Snapshot Optimization
For aggregates with long histories, I periodically snapshot state:
class AccountSnapshot
def self.from_aggregate(account)
new(
account_id: account.id,
balance: account.balance,
version: account.version
)
end
end
class AccountRepository
def load(account_id)
snapshot = snapshot_store.latest_snapshot(account_id)
events = event_store.load_stream(account_id, from_version: snapshot.version + 1)
account = Account.new(snapshot.account_id)
account.restore_snapshot(snapshot)
account.apply_events(events)
account
end
def save(account)
events = account.unpublished_events
event_store.append(account.id, events, account.version - events.size)
if account.version % 50 == 0
snapshot = AccountSnapshot.from_aggregate(account)
snapshot_store.save(snapshot)
end
end
end
Snapshots reduce replay overhead significantly. I typically trigger them after every 50 events or during low-traffic periods.

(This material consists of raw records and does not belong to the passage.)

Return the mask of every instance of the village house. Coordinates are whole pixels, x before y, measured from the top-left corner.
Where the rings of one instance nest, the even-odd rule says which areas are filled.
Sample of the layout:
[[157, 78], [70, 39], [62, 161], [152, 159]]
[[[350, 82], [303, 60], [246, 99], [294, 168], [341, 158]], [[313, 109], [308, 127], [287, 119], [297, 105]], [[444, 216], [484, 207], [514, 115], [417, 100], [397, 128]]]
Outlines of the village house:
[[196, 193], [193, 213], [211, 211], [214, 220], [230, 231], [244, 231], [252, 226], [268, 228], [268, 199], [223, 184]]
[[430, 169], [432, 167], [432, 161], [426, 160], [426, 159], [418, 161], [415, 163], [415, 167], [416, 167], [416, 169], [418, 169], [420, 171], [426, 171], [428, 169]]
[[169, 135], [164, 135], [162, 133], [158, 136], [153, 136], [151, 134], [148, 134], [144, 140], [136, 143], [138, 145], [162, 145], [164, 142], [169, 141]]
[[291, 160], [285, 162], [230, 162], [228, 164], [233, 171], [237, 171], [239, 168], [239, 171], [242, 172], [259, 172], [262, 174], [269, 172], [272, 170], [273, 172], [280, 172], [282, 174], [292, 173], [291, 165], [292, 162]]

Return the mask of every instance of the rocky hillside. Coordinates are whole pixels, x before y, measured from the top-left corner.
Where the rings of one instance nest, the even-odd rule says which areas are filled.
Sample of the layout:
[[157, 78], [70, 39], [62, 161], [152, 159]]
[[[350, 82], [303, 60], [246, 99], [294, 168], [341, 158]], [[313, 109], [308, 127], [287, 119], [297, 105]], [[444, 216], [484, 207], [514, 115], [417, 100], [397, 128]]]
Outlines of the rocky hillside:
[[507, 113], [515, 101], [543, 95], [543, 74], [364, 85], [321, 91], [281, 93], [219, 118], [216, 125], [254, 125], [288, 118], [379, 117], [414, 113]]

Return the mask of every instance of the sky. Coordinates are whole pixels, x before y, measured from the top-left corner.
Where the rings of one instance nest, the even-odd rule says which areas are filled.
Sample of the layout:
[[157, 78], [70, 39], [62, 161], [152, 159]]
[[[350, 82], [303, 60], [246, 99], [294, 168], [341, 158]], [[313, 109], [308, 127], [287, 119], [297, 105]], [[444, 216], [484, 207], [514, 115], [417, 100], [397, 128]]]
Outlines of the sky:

Read Model Synchronization
I use pub/sub for updating query-optimized views:
class ProjectionSubscriber
def initialize(event_store, projections)
@event_store = event_store
@projections = projections
end
def start
@thread = Thread.new do
last_position = 0
loop do
events = @event_store.read_after(last_position, batch_size: 100)
break if events.empty?
events.each do |event|
@projections.each { |p| p.process(event) }
last_position = event.global_position
end
end
end
end
end
# ElasticSearch projection example
class ProductCatalogProjection
def process(event)
case event
when ProductAdded
elasticsearch.index(
index: 'products',
id: event.product_id,
body: { name: event.name, price: event.price }
)
when ProductPriceChanged
elasticsearch.update(
index: 'products',
id: event.product_id,
body: { doc: { price: event.new_price } }
)
end
end
end
Separate subscriptions allow independent update cadences. I’ve achieved sub-second read model updates using this pattern.
These techniques form a robust foundation for event-sourced systems. The immutability of events provides natural audit trails, while replay capabilities enable powerful diagnostics. I recommend starting with core business domains where history matters - financial operations or inventory management are excellent candidates. The initial complexity pays dividends in traceability and flexibility as requirements evolve.